Il ne l’écouta pas et un soir, alors que la pénombre s’installait, une chouette le repéra. Les serres meurtrières fondirent sur le malheureux qui réussit à s’enfuir de justesse, bondissant de branches en branches. Dans sa fuite éperdue, il s’égara et se retrouva à la lisière du bois près d’une habitation humaine. Apeuré, il resta caché parmi la ramure d’un haut chêne. Mais la nuit était glaciale et la maison dégageait une chaleur attirante. Le grand arbre projetait ses branches au-dessus de la modeste demeure.

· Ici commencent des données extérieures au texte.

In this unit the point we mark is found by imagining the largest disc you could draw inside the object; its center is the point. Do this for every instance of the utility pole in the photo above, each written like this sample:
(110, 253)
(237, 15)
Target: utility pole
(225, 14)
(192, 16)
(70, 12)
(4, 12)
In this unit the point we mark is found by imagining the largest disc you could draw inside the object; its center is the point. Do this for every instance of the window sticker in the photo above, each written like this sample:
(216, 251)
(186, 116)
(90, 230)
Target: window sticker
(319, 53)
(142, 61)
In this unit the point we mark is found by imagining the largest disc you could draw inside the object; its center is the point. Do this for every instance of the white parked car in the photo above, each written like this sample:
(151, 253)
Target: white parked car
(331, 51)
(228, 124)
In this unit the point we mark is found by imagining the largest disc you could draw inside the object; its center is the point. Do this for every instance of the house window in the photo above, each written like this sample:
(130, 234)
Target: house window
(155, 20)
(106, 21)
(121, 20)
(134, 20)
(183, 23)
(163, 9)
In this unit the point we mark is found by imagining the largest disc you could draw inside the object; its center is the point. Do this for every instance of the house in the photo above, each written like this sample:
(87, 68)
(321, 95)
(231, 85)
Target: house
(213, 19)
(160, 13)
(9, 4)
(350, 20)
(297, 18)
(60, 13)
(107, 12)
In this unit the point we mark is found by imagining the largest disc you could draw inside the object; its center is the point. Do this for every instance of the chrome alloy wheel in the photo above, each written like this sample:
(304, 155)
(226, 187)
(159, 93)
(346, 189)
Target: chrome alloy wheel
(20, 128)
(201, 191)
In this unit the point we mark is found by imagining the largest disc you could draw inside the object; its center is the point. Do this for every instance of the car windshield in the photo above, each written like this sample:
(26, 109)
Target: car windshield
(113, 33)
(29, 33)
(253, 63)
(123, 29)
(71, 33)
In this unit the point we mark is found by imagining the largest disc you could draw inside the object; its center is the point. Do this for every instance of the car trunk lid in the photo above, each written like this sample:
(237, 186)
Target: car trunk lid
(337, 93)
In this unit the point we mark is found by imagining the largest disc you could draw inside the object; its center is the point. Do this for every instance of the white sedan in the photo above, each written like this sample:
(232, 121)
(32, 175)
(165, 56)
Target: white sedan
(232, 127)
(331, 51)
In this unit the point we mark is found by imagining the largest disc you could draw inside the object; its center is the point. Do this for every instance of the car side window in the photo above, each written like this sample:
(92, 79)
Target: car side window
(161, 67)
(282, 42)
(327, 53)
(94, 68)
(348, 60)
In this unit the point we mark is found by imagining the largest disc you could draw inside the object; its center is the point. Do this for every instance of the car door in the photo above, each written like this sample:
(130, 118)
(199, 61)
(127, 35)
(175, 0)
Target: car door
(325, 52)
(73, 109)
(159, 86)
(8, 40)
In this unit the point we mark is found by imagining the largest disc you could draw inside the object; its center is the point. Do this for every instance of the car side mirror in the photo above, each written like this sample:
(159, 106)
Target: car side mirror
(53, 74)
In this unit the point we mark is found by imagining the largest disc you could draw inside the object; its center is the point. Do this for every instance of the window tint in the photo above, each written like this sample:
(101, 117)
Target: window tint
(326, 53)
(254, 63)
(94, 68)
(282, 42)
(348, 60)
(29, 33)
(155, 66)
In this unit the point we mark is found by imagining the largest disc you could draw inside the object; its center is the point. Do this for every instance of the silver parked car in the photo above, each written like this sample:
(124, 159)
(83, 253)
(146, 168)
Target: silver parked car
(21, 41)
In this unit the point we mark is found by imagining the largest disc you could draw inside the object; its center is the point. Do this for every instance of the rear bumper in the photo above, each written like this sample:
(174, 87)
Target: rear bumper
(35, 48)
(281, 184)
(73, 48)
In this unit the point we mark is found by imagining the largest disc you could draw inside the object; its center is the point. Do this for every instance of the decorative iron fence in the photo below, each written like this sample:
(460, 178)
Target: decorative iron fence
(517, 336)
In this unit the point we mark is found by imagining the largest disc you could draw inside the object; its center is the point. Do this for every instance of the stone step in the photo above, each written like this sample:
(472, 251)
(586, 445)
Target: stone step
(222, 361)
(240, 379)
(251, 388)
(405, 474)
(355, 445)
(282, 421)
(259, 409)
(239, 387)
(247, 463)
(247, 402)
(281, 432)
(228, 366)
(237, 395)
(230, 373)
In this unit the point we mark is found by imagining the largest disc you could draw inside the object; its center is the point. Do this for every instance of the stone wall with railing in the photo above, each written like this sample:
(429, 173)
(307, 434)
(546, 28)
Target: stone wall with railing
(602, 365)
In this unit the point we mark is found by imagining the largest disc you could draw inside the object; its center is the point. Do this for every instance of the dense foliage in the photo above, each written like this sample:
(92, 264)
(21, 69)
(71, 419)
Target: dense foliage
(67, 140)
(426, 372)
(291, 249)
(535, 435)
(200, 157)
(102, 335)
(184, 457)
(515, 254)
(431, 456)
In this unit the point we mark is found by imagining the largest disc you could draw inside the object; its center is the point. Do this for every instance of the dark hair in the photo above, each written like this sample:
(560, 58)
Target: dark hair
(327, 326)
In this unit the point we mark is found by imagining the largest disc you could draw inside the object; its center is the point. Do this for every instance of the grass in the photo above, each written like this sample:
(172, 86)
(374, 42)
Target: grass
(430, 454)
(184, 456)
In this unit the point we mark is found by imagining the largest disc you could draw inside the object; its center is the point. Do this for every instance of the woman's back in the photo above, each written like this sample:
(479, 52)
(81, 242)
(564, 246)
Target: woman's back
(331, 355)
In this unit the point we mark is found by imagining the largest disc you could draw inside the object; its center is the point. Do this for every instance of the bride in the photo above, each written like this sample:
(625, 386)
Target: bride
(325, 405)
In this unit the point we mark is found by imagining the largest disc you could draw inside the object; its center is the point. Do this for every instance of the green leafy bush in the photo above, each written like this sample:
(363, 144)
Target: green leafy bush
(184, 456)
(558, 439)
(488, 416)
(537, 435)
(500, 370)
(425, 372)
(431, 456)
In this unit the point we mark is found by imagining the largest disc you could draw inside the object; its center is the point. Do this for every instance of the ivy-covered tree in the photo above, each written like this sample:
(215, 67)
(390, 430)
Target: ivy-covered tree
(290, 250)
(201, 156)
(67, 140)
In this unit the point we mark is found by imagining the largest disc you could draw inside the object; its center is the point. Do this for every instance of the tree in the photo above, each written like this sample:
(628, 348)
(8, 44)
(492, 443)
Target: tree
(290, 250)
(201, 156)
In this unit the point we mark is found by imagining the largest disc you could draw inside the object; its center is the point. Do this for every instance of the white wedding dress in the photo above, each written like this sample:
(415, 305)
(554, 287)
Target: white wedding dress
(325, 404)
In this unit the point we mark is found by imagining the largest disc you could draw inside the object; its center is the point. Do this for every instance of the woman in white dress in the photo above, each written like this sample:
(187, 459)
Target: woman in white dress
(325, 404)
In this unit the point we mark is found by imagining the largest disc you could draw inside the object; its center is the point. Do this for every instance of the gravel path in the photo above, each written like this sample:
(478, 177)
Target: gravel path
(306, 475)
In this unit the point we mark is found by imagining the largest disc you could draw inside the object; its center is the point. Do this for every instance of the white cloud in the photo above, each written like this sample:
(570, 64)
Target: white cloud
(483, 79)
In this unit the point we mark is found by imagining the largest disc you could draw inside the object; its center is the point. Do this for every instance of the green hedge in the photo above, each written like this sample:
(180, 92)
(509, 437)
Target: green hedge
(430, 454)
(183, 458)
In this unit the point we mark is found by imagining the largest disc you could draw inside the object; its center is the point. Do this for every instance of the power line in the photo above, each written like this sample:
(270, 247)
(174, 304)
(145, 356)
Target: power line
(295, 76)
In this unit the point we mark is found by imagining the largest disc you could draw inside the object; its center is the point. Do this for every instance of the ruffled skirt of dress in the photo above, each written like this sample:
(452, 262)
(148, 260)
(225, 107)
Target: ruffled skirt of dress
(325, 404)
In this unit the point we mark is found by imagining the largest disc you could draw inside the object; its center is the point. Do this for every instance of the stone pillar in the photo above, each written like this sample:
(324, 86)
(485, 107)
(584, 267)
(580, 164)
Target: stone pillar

L’écureuil se hasarda avec témérité jusqu’au toit de chaume puis se faufila à l’intérieur. L’endroit, sec et chaud, était accueillant. Il se mit aussitôt à fureter à la recherche de nourriture et distingua par une fente du plancher un sapin chargé de fruits rouges. Il hésitait à descendre mais la faim le tenaillait. N’y tenant plus, il repéra un passage qui le conduisit jusqu'à ces pommes appétissantes. Elles brillaient tant qu’il y voyait son reflet. Il en attrapa une et mordit dedans mais ses dents glissèrent sur la surface dure. Il lâcha le fruit avec stupeur. Au même instant, une bûche éclata dans la cheminée. Des flammèches projetées hors du foyer mirent le feu au tapis. Pris de frayeur, le petit écureuil se réfugia dans le sapin mais il sauta si fort parmi les branches que l’arbre bascula dans un grand fracas. Réveillés par le vacarme, les habitants arrivèrent précipitamment et purent éteindre le début d’incendie. Soulagés, ils redressèrent le sapin d’où fusa une boule de poils au panache duveteux qui partit se réfugier dans les combles.
Malgré cette mésaventure, il trouva l’endroit plaisant. Ici sa couleur n’avait pas d’importance et il décida d’y élire domicile. Il s’accommoda fort bien de ses nouveaux voisins qui laissèrent avec bienveillance leur sauveur maladroit prendre ses aises. Depuis ce jour, on déposa chaque soir quelques friandises pour le petit écureuil blanc qui avait porté chance à la maisonnée un soir de Noël.